California’s framework does cover households to some extent, but enforcement and matching are much harder. Data brokers in California might delete the folder with my name on it, but they’ll keep a household-based folder labeled, “people who collect first edition books and ski at Alta.”
There’s no smoking gun evidence that data brokers are intentionally conspiring to evade privacy laws. Let’s call it “evolution” toward collection of data from devices that are not tied to specific individuals. The data brokers are already well on their way.
Even if your name is removed from a California broker’s database, there are many ways for other systems to reconstruct you from clues. Your TV viewing habits, location patterns, device usage, and household characteristics are more than enough for advertising or profiling, and companies outside of California can almost certainly match you back to the other personal data they still hold and emerge triumphantly with your name attached once again.
We live in a world where data is combined and recombined constantly.
Big companies adapt to regulation by flowing into categories that are harder to regulate.
Water finding the cracks.
Economic incentives
Data has value. The data brokers might not act illegally, but they are hardwired to pay attention to both compliance and business interests. Privacy laws are more like yellow lights than red lights.
The data ecosystem is built to distribute, duplicate, and persist. Privacy efforts like DROP push back against that, and they do make a difference.
But they are operating against a system that behaves less like a filing cabinet and more like a living network. You can prune it. You can shape it. You can even cut off major branches.
It just keeps finding ways to grow.
We don’t know yet what the effect will be of the penalties in California law for noncompliance with the DROP requirements. The California Privacy Protection Agency and the state Attorney General can bring enforcement actions. Penalties can run up to $2,500 per violation, or $7,500 for intentional violations or those involving minors.
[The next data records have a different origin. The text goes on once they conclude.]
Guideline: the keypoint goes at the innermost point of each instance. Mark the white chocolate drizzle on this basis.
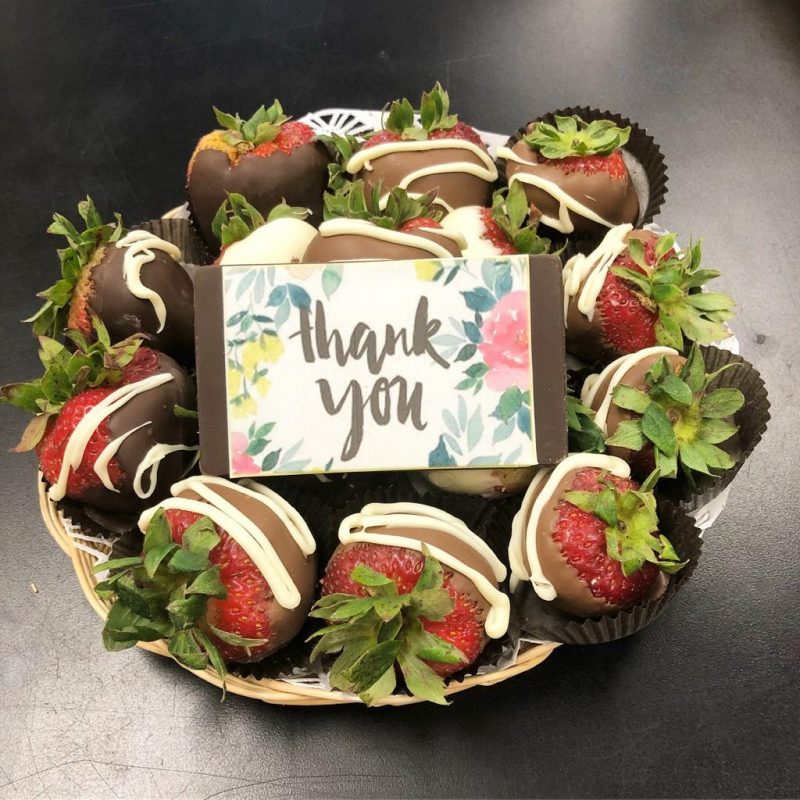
(566, 202)
(361, 527)
(616, 370)
(150, 464)
(360, 227)
(526, 521)
(584, 275)
(91, 421)
(281, 241)
(140, 246)
(243, 530)
(487, 170)
(468, 222)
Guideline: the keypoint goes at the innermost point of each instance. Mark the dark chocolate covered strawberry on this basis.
(657, 412)
(246, 237)
(436, 154)
(267, 158)
(226, 575)
(574, 174)
(506, 228)
(130, 280)
(111, 426)
(637, 290)
(407, 228)
(409, 588)
(587, 538)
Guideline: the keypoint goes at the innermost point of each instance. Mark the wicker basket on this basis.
(266, 690)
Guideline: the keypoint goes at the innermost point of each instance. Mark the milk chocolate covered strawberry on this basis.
(574, 174)
(246, 237)
(407, 228)
(657, 412)
(409, 589)
(111, 424)
(436, 154)
(637, 290)
(130, 280)
(226, 575)
(267, 158)
(587, 538)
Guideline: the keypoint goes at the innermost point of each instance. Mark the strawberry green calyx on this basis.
(81, 250)
(163, 594)
(261, 128)
(341, 149)
(510, 211)
(671, 285)
(583, 435)
(680, 417)
(571, 136)
(351, 202)
(434, 114)
(68, 372)
(375, 634)
(236, 219)
(631, 522)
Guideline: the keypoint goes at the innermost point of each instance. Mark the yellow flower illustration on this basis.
(262, 385)
(426, 270)
(268, 348)
(234, 382)
(246, 408)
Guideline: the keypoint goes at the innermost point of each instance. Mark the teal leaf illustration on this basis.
(509, 404)
(439, 456)
(479, 299)
(473, 332)
(277, 296)
(299, 296)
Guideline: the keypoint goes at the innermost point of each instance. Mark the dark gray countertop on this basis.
(108, 98)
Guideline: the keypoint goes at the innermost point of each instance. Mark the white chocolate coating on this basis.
(140, 246)
(360, 227)
(566, 201)
(526, 520)
(361, 528)
(584, 275)
(467, 221)
(617, 370)
(281, 241)
(487, 170)
(79, 439)
(242, 529)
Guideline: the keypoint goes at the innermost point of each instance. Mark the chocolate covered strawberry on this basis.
(131, 280)
(436, 153)
(111, 426)
(657, 410)
(267, 158)
(246, 237)
(409, 588)
(226, 575)
(637, 290)
(587, 538)
(504, 229)
(406, 228)
(573, 173)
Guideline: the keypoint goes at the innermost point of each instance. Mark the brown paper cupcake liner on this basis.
(183, 234)
(543, 621)
(751, 420)
(642, 156)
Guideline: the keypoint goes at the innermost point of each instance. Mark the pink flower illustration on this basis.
(242, 463)
(505, 347)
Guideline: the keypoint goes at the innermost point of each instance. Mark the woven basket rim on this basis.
(268, 690)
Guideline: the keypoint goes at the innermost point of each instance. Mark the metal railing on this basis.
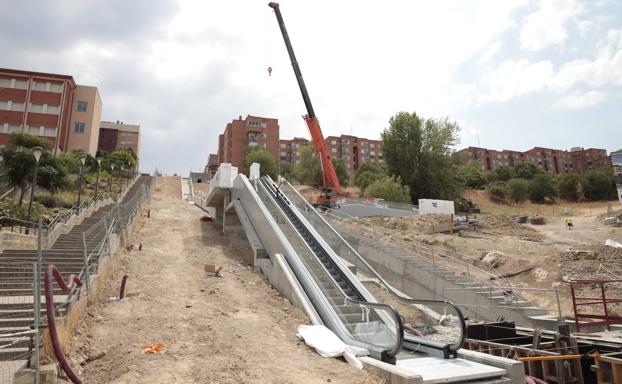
(441, 258)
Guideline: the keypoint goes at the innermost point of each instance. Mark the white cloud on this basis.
(547, 26)
(489, 52)
(579, 100)
(515, 78)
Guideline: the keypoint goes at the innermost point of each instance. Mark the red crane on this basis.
(330, 183)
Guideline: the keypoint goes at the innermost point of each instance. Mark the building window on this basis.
(261, 124)
(82, 106)
(17, 107)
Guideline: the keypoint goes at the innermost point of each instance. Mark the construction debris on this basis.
(510, 274)
(213, 270)
(154, 348)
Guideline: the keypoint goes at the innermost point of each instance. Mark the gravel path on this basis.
(234, 329)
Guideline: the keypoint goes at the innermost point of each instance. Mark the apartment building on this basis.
(242, 134)
(289, 150)
(84, 122)
(549, 160)
(51, 106)
(117, 135)
(354, 150)
(212, 164)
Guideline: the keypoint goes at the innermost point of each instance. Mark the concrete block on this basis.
(47, 375)
(515, 370)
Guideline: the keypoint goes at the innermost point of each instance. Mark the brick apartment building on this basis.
(50, 106)
(119, 135)
(241, 134)
(289, 150)
(212, 165)
(550, 160)
(354, 150)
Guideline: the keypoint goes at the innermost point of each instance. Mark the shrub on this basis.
(472, 175)
(542, 188)
(389, 189)
(498, 190)
(569, 186)
(599, 185)
(518, 190)
(52, 201)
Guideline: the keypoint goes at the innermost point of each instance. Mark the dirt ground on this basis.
(230, 329)
(556, 253)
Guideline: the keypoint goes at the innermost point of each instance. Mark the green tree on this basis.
(498, 190)
(569, 186)
(542, 187)
(69, 162)
(267, 162)
(599, 185)
(367, 174)
(342, 172)
(123, 157)
(472, 175)
(389, 189)
(518, 190)
(18, 165)
(418, 150)
(308, 171)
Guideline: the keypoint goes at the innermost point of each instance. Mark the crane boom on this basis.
(329, 176)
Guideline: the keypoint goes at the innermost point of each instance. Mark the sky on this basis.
(513, 74)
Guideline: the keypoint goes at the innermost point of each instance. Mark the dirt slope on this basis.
(234, 329)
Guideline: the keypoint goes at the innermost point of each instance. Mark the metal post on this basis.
(559, 307)
(80, 188)
(97, 181)
(85, 254)
(107, 237)
(32, 192)
(37, 271)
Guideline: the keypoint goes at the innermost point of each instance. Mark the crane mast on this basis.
(329, 176)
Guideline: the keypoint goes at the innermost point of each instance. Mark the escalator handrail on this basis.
(390, 289)
(387, 307)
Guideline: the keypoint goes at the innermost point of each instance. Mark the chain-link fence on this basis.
(18, 328)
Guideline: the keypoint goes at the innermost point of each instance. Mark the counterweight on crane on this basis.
(330, 182)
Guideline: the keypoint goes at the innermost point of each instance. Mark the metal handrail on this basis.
(390, 289)
(386, 307)
(431, 250)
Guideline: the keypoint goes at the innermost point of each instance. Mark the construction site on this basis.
(240, 277)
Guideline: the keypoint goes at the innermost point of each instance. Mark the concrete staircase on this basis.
(421, 278)
(16, 282)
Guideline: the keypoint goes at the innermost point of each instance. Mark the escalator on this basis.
(345, 305)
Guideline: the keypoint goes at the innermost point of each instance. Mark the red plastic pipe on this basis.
(122, 291)
(74, 280)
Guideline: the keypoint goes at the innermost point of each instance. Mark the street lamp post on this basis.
(99, 163)
(110, 178)
(118, 177)
(36, 152)
(83, 161)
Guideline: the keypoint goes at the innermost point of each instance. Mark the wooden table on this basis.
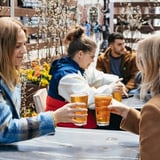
(75, 144)
(115, 120)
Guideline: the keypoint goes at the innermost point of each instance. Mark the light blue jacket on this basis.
(12, 127)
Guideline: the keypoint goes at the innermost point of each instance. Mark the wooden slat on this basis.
(18, 12)
(134, 4)
(42, 45)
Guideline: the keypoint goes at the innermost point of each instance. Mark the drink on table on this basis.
(117, 95)
(102, 112)
(80, 97)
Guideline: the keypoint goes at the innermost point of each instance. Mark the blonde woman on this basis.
(12, 127)
(147, 122)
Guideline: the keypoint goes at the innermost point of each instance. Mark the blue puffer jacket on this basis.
(12, 127)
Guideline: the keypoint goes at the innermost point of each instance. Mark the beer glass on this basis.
(80, 97)
(117, 95)
(101, 107)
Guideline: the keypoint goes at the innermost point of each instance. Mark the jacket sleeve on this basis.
(73, 83)
(146, 124)
(133, 71)
(131, 123)
(150, 132)
(13, 130)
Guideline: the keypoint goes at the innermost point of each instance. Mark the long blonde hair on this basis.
(148, 61)
(9, 28)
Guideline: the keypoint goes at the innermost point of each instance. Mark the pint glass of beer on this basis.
(80, 97)
(117, 95)
(101, 107)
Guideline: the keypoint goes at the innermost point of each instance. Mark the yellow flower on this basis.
(38, 74)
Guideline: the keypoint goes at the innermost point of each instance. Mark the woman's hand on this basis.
(67, 113)
(119, 108)
(119, 86)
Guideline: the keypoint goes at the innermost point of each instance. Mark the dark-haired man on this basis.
(118, 60)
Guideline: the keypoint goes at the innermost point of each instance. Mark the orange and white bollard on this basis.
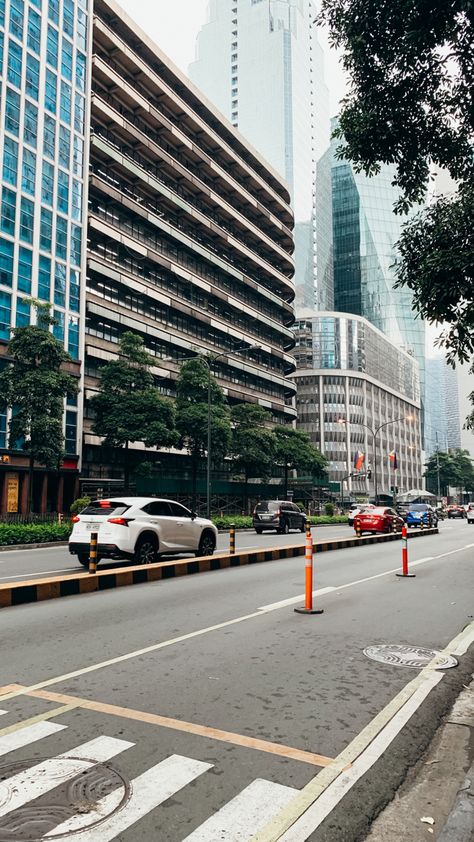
(405, 574)
(308, 606)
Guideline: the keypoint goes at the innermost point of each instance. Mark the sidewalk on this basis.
(439, 788)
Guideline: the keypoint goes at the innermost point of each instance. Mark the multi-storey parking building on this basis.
(190, 231)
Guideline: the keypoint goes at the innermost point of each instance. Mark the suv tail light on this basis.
(120, 521)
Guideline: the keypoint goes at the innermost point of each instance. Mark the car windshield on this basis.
(267, 506)
(105, 508)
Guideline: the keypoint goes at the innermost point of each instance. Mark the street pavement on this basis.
(25, 564)
(198, 708)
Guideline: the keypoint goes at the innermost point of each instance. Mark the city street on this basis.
(208, 705)
(25, 564)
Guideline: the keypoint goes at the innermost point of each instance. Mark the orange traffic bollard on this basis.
(308, 607)
(405, 574)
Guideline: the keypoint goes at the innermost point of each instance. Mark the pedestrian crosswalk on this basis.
(106, 818)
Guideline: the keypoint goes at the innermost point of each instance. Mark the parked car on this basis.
(279, 515)
(357, 510)
(456, 511)
(419, 513)
(378, 519)
(142, 529)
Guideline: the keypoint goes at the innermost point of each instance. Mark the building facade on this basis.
(351, 379)
(365, 233)
(44, 75)
(190, 234)
(260, 63)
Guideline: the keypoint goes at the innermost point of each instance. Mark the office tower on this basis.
(260, 63)
(44, 67)
(365, 233)
(351, 379)
(190, 237)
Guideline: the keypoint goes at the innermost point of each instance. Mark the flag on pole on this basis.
(359, 459)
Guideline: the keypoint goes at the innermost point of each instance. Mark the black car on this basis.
(279, 515)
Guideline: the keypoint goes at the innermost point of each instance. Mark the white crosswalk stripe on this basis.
(246, 814)
(148, 791)
(25, 736)
(42, 778)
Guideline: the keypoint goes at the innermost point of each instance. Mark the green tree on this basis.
(253, 443)
(129, 407)
(34, 385)
(411, 73)
(192, 386)
(295, 451)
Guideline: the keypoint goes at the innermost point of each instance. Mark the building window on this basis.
(25, 265)
(30, 127)
(6, 262)
(46, 230)
(28, 172)
(10, 160)
(5, 315)
(27, 214)
(12, 112)
(8, 213)
(15, 58)
(44, 278)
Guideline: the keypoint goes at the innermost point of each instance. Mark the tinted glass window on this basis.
(268, 506)
(105, 507)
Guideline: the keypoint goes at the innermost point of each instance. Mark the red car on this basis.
(378, 519)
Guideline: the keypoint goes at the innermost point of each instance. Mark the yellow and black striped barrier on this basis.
(38, 590)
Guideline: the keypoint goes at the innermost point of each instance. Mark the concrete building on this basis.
(351, 379)
(260, 63)
(190, 234)
(44, 71)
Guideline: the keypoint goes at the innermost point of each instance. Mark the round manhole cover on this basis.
(415, 657)
(83, 802)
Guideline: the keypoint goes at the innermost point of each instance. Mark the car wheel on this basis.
(207, 544)
(146, 550)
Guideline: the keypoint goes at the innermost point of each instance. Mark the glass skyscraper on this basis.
(44, 65)
(260, 63)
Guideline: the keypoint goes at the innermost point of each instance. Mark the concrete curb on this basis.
(19, 593)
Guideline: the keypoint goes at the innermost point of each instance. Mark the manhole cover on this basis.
(75, 801)
(414, 657)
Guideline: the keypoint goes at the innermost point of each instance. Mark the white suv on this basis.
(140, 528)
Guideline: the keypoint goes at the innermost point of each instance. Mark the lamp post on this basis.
(374, 433)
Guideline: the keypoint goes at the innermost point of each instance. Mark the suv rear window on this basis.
(267, 506)
(105, 507)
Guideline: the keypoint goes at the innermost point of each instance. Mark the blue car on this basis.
(420, 513)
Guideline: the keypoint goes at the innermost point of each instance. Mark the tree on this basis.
(192, 386)
(253, 444)
(129, 407)
(411, 68)
(34, 385)
(295, 451)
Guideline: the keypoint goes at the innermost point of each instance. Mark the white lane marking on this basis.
(32, 783)
(148, 791)
(245, 814)
(291, 600)
(25, 736)
(328, 800)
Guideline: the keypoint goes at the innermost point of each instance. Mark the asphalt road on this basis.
(207, 704)
(29, 563)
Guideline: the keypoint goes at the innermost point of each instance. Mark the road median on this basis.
(38, 590)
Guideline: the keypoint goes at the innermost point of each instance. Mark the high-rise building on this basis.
(44, 70)
(365, 233)
(260, 63)
(189, 234)
(352, 380)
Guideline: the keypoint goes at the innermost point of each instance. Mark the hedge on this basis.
(33, 533)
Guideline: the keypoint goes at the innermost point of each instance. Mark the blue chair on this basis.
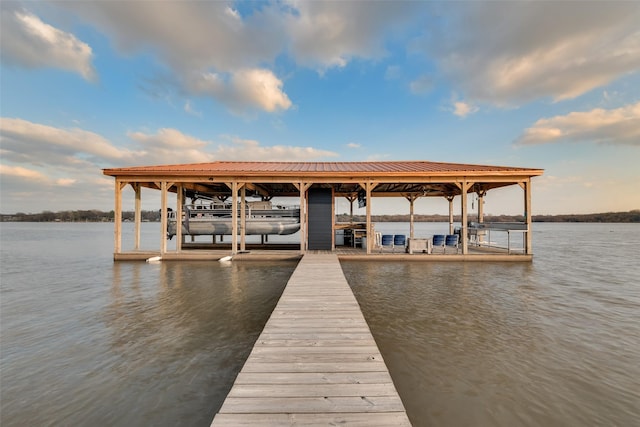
(451, 241)
(387, 241)
(438, 241)
(399, 240)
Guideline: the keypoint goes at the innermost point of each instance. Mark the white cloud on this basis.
(508, 53)
(188, 108)
(330, 34)
(21, 172)
(251, 150)
(259, 88)
(619, 126)
(33, 143)
(170, 146)
(29, 42)
(64, 166)
(463, 109)
(227, 56)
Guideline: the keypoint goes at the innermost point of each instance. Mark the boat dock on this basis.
(316, 362)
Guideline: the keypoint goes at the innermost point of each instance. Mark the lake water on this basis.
(86, 341)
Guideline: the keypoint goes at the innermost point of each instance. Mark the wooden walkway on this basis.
(316, 362)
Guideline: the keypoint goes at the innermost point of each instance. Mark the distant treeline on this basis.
(100, 216)
(78, 216)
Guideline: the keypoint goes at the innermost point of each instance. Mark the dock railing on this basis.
(479, 230)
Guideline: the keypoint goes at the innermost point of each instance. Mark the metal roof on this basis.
(322, 169)
(275, 179)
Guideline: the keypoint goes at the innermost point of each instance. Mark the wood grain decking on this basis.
(316, 362)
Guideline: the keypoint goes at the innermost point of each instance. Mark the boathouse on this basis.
(315, 186)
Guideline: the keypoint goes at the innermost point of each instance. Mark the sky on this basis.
(93, 85)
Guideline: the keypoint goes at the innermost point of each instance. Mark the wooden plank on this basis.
(363, 349)
(316, 362)
(311, 390)
(311, 378)
(385, 419)
(265, 405)
(376, 365)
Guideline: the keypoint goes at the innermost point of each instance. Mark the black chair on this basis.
(451, 241)
(399, 240)
(438, 241)
(387, 241)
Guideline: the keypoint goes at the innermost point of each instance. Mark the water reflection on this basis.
(180, 331)
(484, 345)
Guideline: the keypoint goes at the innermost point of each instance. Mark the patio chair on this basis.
(438, 241)
(387, 241)
(451, 241)
(399, 240)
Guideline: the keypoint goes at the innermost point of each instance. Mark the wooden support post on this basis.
(527, 217)
(179, 203)
(303, 187)
(411, 198)
(464, 232)
(234, 217)
(243, 218)
(481, 195)
(450, 200)
(351, 198)
(163, 218)
(369, 186)
(137, 219)
(117, 218)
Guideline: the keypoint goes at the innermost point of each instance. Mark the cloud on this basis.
(509, 53)
(63, 166)
(173, 146)
(170, 146)
(619, 126)
(32, 143)
(189, 109)
(31, 43)
(243, 89)
(251, 150)
(329, 34)
(463, 109)
(20, 172)
(228, 55)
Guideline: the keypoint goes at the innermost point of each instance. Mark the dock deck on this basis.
(316, 362)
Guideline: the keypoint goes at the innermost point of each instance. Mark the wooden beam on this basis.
(137, 215)
(234, 217)
(527, 218)
(243, 218)
(163, 218)
(179, 203)
(464, 223)
(302, 188)
(450, 200)
(117, 218)
(411, 198)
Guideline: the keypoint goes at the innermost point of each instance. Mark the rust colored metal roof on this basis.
(322, 169)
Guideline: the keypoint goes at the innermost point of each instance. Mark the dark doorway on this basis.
(320, 203)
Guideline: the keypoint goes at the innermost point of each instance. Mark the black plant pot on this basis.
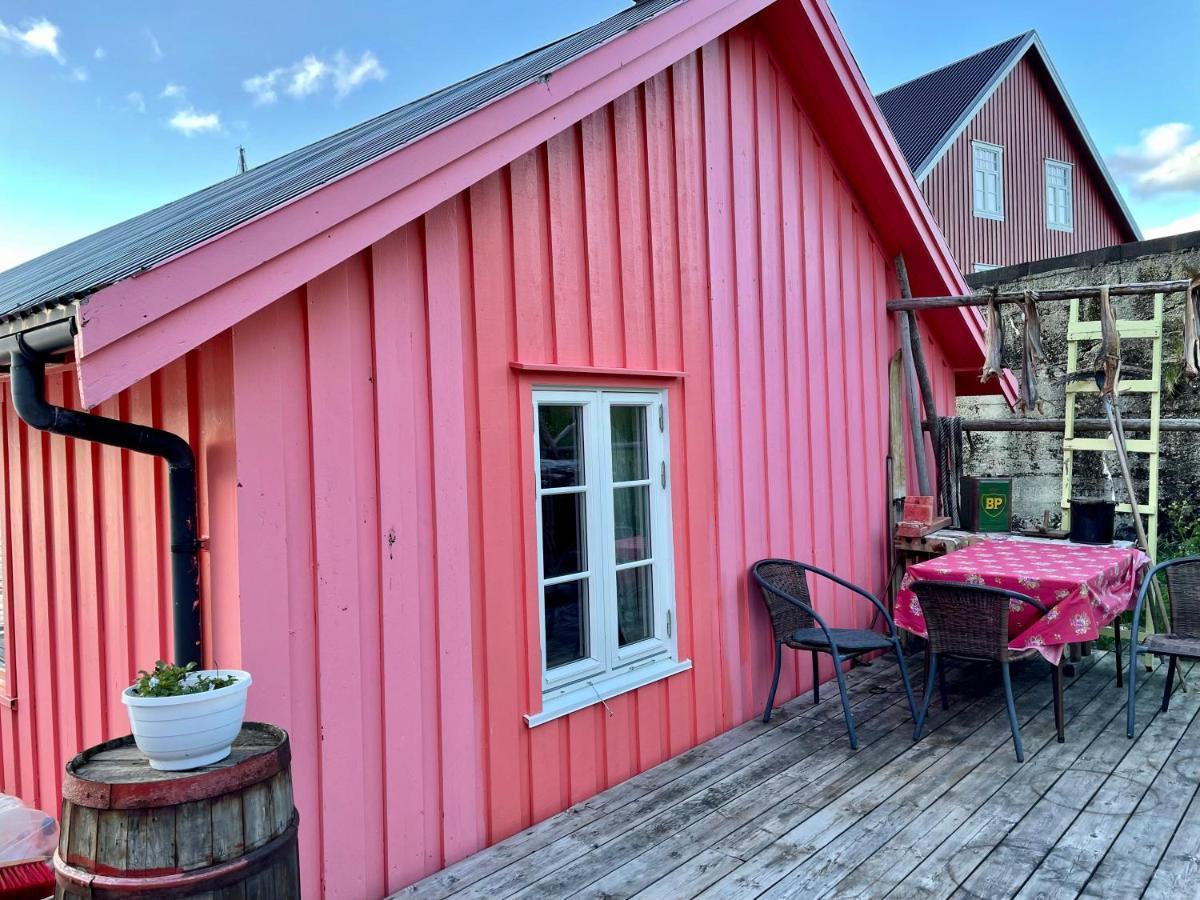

Early enforcement actions have resulted in settlements for tens or hundreds of thousands of dollars. For many of these companies, that is less of a catastrophic event and more like an unexpected Tuesday expense.
Large, well-known companies with reputations to protect tend to comply more carefully. They hire lawyers, build systems, and worry about headlines. Most data brokers, though, are not household names. They operate in the shadows and they’re not frightened by loss of reputation.
California is paying attention to privacy. That by itself is sufficient to shift the conversation. Sign up for DROP, get that barrier in the data stream, make your profile more difficult to use and abuse.
But don’t expect miracles. The river isn’t going to stop flowing. The surveillance industry will continue to spy on you and engage in a mix of earnest compliance and strategic interpretation, like a toddler agreeing to bedtime while renegotiating every term of the treaty.